I don't watch TV. Never have, really, aside from a 5 year stretch in the late 2000s.
 
For the most part, I don't watch national TV news. Too East Coast-centric, although CBS News online is the best of a bad lot. ABC has its moments as well. I have no use whatsoever for anything from Fox, CNN, or NBC. CNN used to be the go-to channel for breaking news, but they blew that years ago with Sandy Hook and the Boston Marathon bombings. Not to mention their election returns which rely on polls before actual voter results, but all the networks are guilty of that. It has to stop.

Radio is either NPR or right wing redneck talk. NPR is getting better but still has an East Coast bias.

I tend to stick to print media, namely AZCentral for local news (although they have a habit of keeping stories "above the virtual fold" for a week at a time. The Washington Post plays it down the middle for news, and their opinion columnists are clearly shown as liberal or conservative.

But for straight news, it's the AP, Reuters, the BBC, and even the gummint-owned VOA. Trump, like Nixon 50 years ago, tried to turn VOA into his own personal propaganda outlet, but they seem to have righted the ship now that he's gone.

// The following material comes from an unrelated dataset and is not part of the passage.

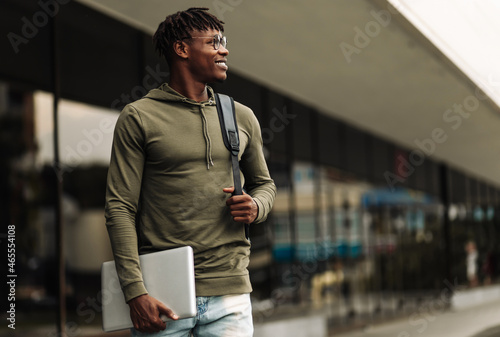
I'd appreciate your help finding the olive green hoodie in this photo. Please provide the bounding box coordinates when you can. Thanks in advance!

Here is a chart showing the major (and a few minor) news organizations and their biases: https://adfontesmedia.com/interactive-media-bias-chart
 
I listen to radio news, top of the hour news broadcasts, on local or regional (AM) stations, usually CBS Radio News, ABC, Fox Radio News (nothing like the Fox Cable News Channel), or sometimes NPR, BBC (plays overnights here on the local NPR station), or the CBC if one of their stations is coming in well at night (CBR Calgary, CBU Vancouver, CBX Edmonton).

Of the American radio news broadcasts, I like CBS Radio News the best.

Otherwise it's a mixed bag of internet news sites (Yahoo or MSN's news aggregator services) or the BBC news site. I used to check Reuters' headlines daily but they seem to have slammed up a paywall. Sometimes I check out CBS and NBC News' websites, which are pretty good overall.

Sometimes the CBC or BBC put news clips on YouTube, and I'll watch some of those. WION out of India has some good news clips, and although they're looking at the world from an Indian perspective, it's pretty interesting.

I don't watch TV. Never have, really, aside from a 5 year stretch in the late 2000s.
Great insight thank you for sharing.Just goes to show how we all consume news it not just TV and radio but online too.Can I just ask if you don't mind which source is your go to source for news please ?
 
Great insight thank you for sharing.Just goes to show how we all consume news it not just TV and radio but online too.Can I just ask if you don't mind which source is your go to source for news please ?
My "go to" source for news varies between the sources I just listed. I'll often use a couple different search engines and check out several different sources if I want to verify anything I've heard in a radio news story or to verify a news story I have seen mentioned on social media.

If it's something like a news story about a law, I'll try to find a copy of the actual law somewhere.

Sometimes you have to do that to get a better understanding of what's behind a news story.

But for most stories, I usually hear about it on the radio news at the top of the hour, and most of the time it's CBS Radio News, the BBC overnights, or the CBC. NPR is OK except sometimes their delivery is dry, and a lot of times they cover national events I don't care about, instead of international ones that I care about more.